Wednesday, August 5, 2009

First Day Memories Of First Grade

My first day of school was in September 1965. I remember my mom driving me the mile or so from our house on Allenwood Drive to the fairly new Barksdale Elementary School on Madison Street in Clarksville.

I posed for the obligatory picture in front of the school entrance in my yellow short-sleeved shirt and black slacks. Then we entered the building which became my home away from home for the next six years. We found our way to the gymnasium where a lady asked me my name and then we entered the noisy gym where first graders were congregating before room assignments.

The principal, Albert E. Alcock, made brief comments and introduced the first grade teachers: Mrs. Morrison, Mrs. Edmondson, Mrs. Council, and Mrs. Head. (If anyone reading this could let me know of any errors I would be obliged). I believe the names were read alphabetically and as our names were called we were to come forward and form a line behind our new teacher.

When it was my turn, I was called to Mrs. Martha Edmondson's class. After the roll, we began the first of thousands of single-file trips down the hall to our new classrooms. The desks were also arranged alphabetically so as we entered the first kid in got the first desk and so on until we all were seated.

I was amazed that the upper right corner of my desk already had my name taped in big letters. How did they know? My seat mate to my left was one of the cutest little girls in the world - Martha Murphy (now Davis and a facebook friend). She had lived five or six houses down the street from me but had moved a couple of years before first grade.

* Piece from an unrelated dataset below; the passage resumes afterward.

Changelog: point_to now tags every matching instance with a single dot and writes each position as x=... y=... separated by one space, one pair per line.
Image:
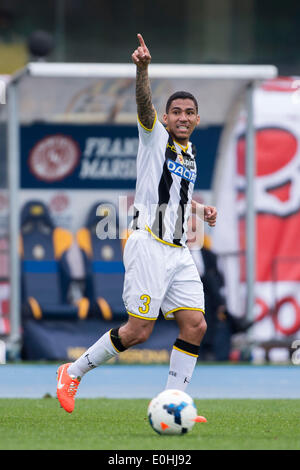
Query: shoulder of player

John Wood, Lucy Rogers (Goad), and Libba Watson (Crook) were some of the other classmates. Mrs. Martha was a very sweet older lady who was near retirement in 1965. I have only very vague memories of her other than to say she was about the most perfect first grade teacher a kid could have.

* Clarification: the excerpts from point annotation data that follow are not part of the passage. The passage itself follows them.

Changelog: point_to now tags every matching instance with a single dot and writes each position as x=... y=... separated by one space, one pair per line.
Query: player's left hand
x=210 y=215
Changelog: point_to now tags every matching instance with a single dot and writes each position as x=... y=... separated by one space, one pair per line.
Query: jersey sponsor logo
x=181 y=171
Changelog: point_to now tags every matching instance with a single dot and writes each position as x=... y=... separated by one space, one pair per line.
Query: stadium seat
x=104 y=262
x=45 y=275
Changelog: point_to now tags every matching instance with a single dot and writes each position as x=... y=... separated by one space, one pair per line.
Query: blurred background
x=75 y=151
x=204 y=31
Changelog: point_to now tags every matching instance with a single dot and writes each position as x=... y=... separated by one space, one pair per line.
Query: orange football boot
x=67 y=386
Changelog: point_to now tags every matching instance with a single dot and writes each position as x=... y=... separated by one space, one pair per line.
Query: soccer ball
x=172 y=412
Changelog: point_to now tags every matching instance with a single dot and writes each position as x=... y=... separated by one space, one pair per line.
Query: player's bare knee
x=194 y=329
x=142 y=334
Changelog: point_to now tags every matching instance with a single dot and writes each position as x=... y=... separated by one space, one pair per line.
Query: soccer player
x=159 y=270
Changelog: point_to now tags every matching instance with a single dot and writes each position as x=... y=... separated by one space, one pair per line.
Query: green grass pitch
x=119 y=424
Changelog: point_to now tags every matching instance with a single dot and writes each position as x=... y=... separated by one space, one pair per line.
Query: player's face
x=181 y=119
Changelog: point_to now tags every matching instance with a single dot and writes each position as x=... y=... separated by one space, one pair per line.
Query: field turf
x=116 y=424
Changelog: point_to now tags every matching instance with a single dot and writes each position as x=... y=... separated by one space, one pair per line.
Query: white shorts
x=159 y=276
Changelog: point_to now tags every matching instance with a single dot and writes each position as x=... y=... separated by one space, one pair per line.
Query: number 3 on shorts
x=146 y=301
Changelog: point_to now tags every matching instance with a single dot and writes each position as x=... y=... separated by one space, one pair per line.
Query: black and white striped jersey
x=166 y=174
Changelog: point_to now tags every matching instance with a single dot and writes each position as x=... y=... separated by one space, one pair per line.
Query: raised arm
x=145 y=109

One of the best memories of first grade was we had a milk break and nap near the end of the school day. It was during one of those naps I wiggled out my first tooth! I was looking at Martha who was also awake and I held it out to show her my prize. We grinned and kept quiet lest trouble were to befall us.

The classrooms for first grade had bathrooms attached and we had to raise our hand with a one or two finger symbol to signal what business was to be done.

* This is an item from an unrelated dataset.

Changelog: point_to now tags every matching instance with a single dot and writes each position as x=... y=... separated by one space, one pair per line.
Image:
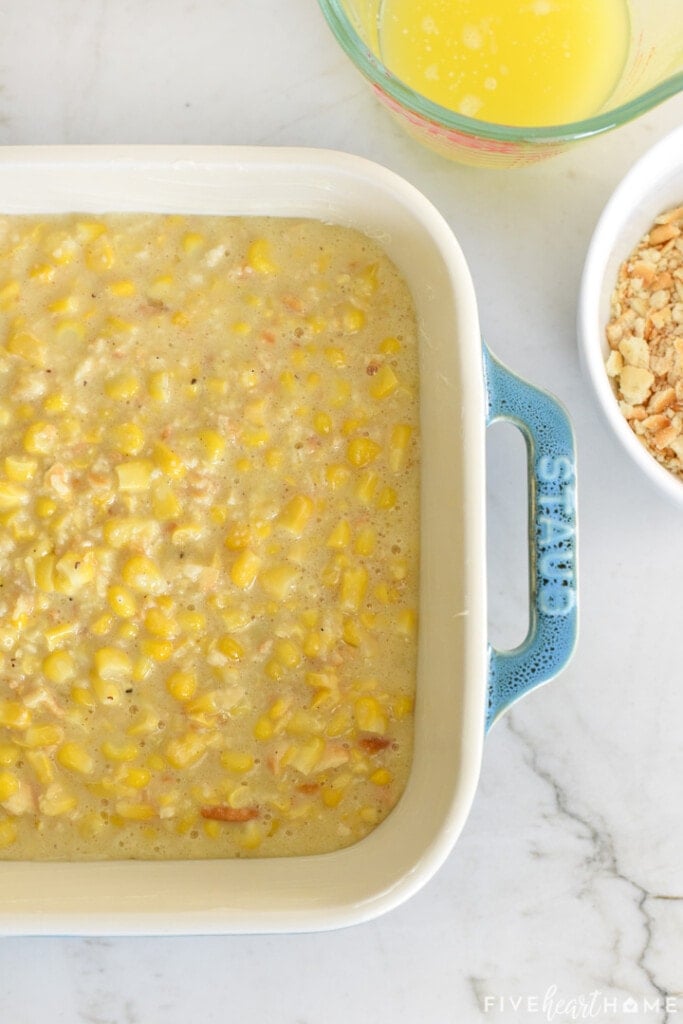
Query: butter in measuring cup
x=539 y=62
x=209 y=504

The highlight of the school year was field day. We brought lunch from home and had organized competitions and enjoyed a day long recess.

One of my facebook friends, Laughrie Bryant (Tucker), is now a kindergarten teacher at Barksdale. She wrote about field day a couple of months ago and I was taken back those forty-plus years to Barksdale and the happy days we spent there on Madison Street in the late 1960s.

Birthday Greetings!

Happy Birthdays to my father-in-law Roger Knott, my mother-in-law Ann Burt, and my brother Tim Nelson!